Cell suicide in multi-cellular creatures

Cell suicide programs play essential and well-documented roles in the development and maintenance of multi-cellular organisms. The evolution of cell death in multicellular organisms is readily explained because an individual's cells are clonally related and so have a shared goal in the successful development and maintenance of their ‘body'. For this reason, cell death by genetically controlled and tightly regulated processes was assumed only to have evolved in multicellular taxa.

Apoptosis in cells of multicellular animals is ‘diagnosed' when some or all of the following markers are observed: DNA fragmentation, chromatin condensation, membrane blebbing, formation of apoptotic bodies, cell shrinking, movement of phosphatidylserine to the outside of the plasma membrane, cleavage of proteins by caspases, and release of proteins from mitochondria. Necrotic death does not normally involve these markers because the severe damage involved results in rapid membrane permeability and leakage of cell contents.

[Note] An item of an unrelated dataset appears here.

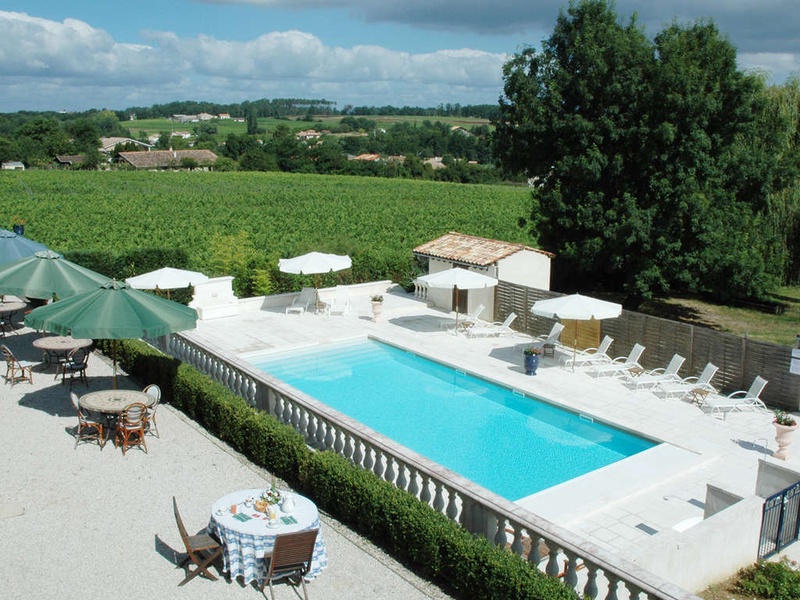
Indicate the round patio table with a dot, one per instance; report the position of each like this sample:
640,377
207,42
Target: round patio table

Cell suicide in malaria parasites

Multiple markers of apoptosis have been observed in both mosquito and blood stages of malaria parasites. The most comprehensive studies have focussed on the rodent malaria parasite P. berghei, due to the ease of in vitro and in vivo manipulation of this model. When a mosquito vector takes a blood meal from an infected host, male and female parasite stages (gametocytes) rapidly differentiate into gametes and mate in the midgut. Fertilised females then develop into motile ookinete stages, which penetrate the midgut wall of their vector, encyst, and produce parasite stages that are infective to new hosts. In P. berghei, a number of ookinetes undergo apoptosis like cell death instead of attempting to invade the midgut wall of their vector. Markers of apoptosis observed in ookinetes include chromatin condensation, DNA fragmentation, and the activity of caspase-like proteases. This phenomenon occurs independently of mosquito and host blood factors and is not unique to Plasmodium parasites; evidence of apoptosis across a range of protozoan parasites (including Leishmania, Trypanosoma and Toxoplasma) is rapidly accumulating.

Discovering cell death in malaria and other unicellular parasites has resulted in controversy over fundamental questions about the evolution of programmed cell-death:  According to"Darwinian Survival of the Fittest" parasites are expected to evolve strategies to maximise their proliferation not their death.

To date, most research effort has focussed on unravelling the genetic mechanisms and physiological pathways involved in apoptosis so evolutionary explanations for why unicellular parasites undergo apoptosis remain untested. It is possible that parasites use apoptosis to "altruistically" self-regulate their number to avoid excessive infection levels that could kill their vectors before transmission to new hosts has occurred. This explanation assumes that vector survival is negatively related to parasite burden and apoptosis is a co-operative (altruistic) trait because parasites are using apoptosis to benefit the surviving parasites.

Regulating parasite numbers to prolong vector survival would benefit survivors, as would reducing competition for resources between parasites. The question of whether malaria infection is harmful to mosquitoes is not yet resolved and this may be due to varying levels of parasite apoptosis. If apoptosis is a cooperative trait it will be more frequent in infections in which parasites are genetically related because parasites should only undergo apoptosis when their actions will benefit their kin. Alternatively, in genetically diverse infections, competition for resources is likely to occur and parasites would benefit from inducing their unrelated competitors to undergo apoptosis. Investigating the relationship between apoptosis and the genetic diversity of infections is key to understanding the evolution and maintenance of this trait.